The Pulse: I would love to hear a bit about your experience as a business and healthcare leader as well. We all saw Amwell’s huge funding round in the spring and IPO in September. What has it been like leading a company through such rapid, unexpected, and vital growth?

IS: I’m not sure about it being unexpected or quick…From my vantage point, it took 15 years.. When you open the first business plan of Amwell, the story of who we are and our mission of what we are going to be is there. We may have misestimated what it would take to get there – how much money, time, people – and the enormity of the barriers that were there.

The IPO is helpful in a number of ways. Obviously, it allows for more access to capital and creates a currency that allows us to look at organic and inorganic growth to realize our mission. It also changes our shareholder base. Now, you know your shareholders trust you because they can sell at any time if they don’t. Obviously, the great level of transparency is very encouraging to partners and clients. They know exactly where the company is, they know what is going on, and they are comfortable with what we deliver.

Looking back at this journey, there are 3 things that were critical to our success: people, people, and people. Culture, really, that was reflected in these people, is everything. I am very encouraged by our mission, by the fact that I know I am surrounded by a lot of people truly passionate about democratizing healthcare.

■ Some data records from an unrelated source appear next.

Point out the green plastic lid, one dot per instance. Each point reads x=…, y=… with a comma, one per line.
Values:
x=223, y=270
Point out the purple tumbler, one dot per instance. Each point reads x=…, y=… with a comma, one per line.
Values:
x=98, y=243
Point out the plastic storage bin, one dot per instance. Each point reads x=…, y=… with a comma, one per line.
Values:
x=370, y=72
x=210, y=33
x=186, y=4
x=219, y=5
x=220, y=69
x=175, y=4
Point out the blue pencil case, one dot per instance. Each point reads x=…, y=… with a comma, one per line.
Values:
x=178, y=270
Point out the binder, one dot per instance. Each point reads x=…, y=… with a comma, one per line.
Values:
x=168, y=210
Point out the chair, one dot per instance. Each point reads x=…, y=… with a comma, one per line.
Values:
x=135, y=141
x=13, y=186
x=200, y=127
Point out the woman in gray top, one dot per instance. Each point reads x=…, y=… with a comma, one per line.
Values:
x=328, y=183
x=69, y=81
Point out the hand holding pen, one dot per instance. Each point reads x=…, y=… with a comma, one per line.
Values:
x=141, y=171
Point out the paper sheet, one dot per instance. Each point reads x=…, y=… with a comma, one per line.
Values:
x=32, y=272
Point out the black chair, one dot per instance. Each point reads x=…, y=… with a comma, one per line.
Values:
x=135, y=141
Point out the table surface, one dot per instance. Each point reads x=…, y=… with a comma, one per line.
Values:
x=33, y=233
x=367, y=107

Hear Ido describe the 3 pillars of Amwell’s culture – Customer First, One Team, and Deliver Awesome:

 

The Pulse: You co-founded Amwell with your brother, Roy. What is it like working with family? Any advice you would give to entrepreneurs looking for their own co-founders?

IS: So first and foremost, you need to realize that every team member is part of the family. My biological family is not necessarily separate from my Amwell family. Working with family has its advantages and disadvantages. You have an automatic trust and familiarity with the people. Like everything else, it really depends on what the relationships are.

I don’t think you should necessarily rule out working with family, but like everything else, whether its family or not, it’s very important to define roles and responsibilities. It’s very important to create clear accountability in an organization, so people know what they are in charge of, what their goals are, and whether they achieved them or not. When it’s a family, there is an automatic temptation to cross those lines. You need to be able to separate those areas.

We’ve been doing it for many years. My earlier company iMDsoft was with my wife and other companies were with my brother and so on. But the common theme was a clear discussion, an honest and continuous discussion, about who is responsible for what. That’s an important recipe for making this work.